Here's what i got, the problem is i'm trying to restart the for loop from the correct index and iterate through the remaining players who have not yet lost and cant get it right:
char *names[] = {"Tyrion Lannister","Daenerys Targaryen","Jon Snow","Arya Stark","Theon Greyjoy", "Joffrey Baratheon","Khal Drogo","Ted Mosby","Marshall Eriksen","Robin Scherbatsky","Barney Stinson", "Lily Aldrin", "Tracy McConnell", "Ted Mosby", "Leonard Hofstadter","Sheldon Cooper", "Penny", "Howard Wolowitz", "Raj Koothrappali", "Bernadette Rostenkowski-Wolowitz","Amy Farrah Fowler", "Gregory House", "Lisa Cuddy", "James Wilson","Eric Foreman", "Allison Cameron", "Robert Chase" ,"Lawrence Kutner", "Chris Taub","Remy 13 Hadley", "Amber Volakis"};
int Length = 31;
int number = 10;
char *tmp;
int i = 0, j;
int boom = number;
for (int i = number - 1; i < Length; i += boom - 1)
{
tmp = *(names + i);
for (int index = i; index < Length - 1; index++)
{
*(names + index) = *(names + index + 1);
}
*(names + Length - 1) = tmp;
Length--;
if (((number - 1) + i) >= Length)
{
int tempIndex = i;
i = tempIndex - Length;
printf("tmep index is %d, i is %d, Length is %d\n", tempIndex, i, Length);
}
}
for (i = 0; i < 31; i++)
printf("%s\n", names[i]);
I also tried another way with % operator, but couldn't quite get it done. Help would be much appreciated:
for (int i = number - 1; i < Length * (number - 1); i += boom - 1)
{
int t = i % Length;
printf("%d\n", t);
if (t < size)
{
counter++;
tmp = *(names + t);
// tmptwo = *(names + 31 - j);
for (int index = t; index < size - 1; index++)
{
*(names + index) = *(names + index + 1);
}
*(names + size - 1) = tmp;
size--;
printf("size %d\n", size);
}
}
You are thinking along the correct lines, but this is one circumstance where declaring and defining a simple function to shift elements down within an array moving the losing index to the end will simplify your life. By doing it this way, your only chores within the body of your code will be to provide the losing index and keeping track of the live number of players that remain with a simple counter.

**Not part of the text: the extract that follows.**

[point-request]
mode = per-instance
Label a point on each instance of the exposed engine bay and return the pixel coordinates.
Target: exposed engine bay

An implementation of a function to move a given index to the last index for a given size could be similar to the following where a is the array to be reordered, elem_idx is the element index to move to the last element within sz elements:
void element_to_last (int *a, int elem_idx, int sz)
{
if (elem_idx > sz - 1) { /* valdate index in range */
fprintf (stderr, "error: index %d out of range for size %d\n",
elem_idx, sz);
return;
}
int i = elem_idx, /* declare, initialize i, tmp */
tmp = *(a + i);
if (elem_idx == sz - 1) /* elem_idx is last index */
return; /* no-swap */
for (; i < sz - 1; i++) /* loop shifting elements down */
*(a + i) = *(a + i + 1);
*(a + i) = tmp; /* set last to tmp */
}
(note: you will want to validate the element index to move to the end is within the valid range of indexes, and there is no need to perform the swap if the losing index is already the last in range).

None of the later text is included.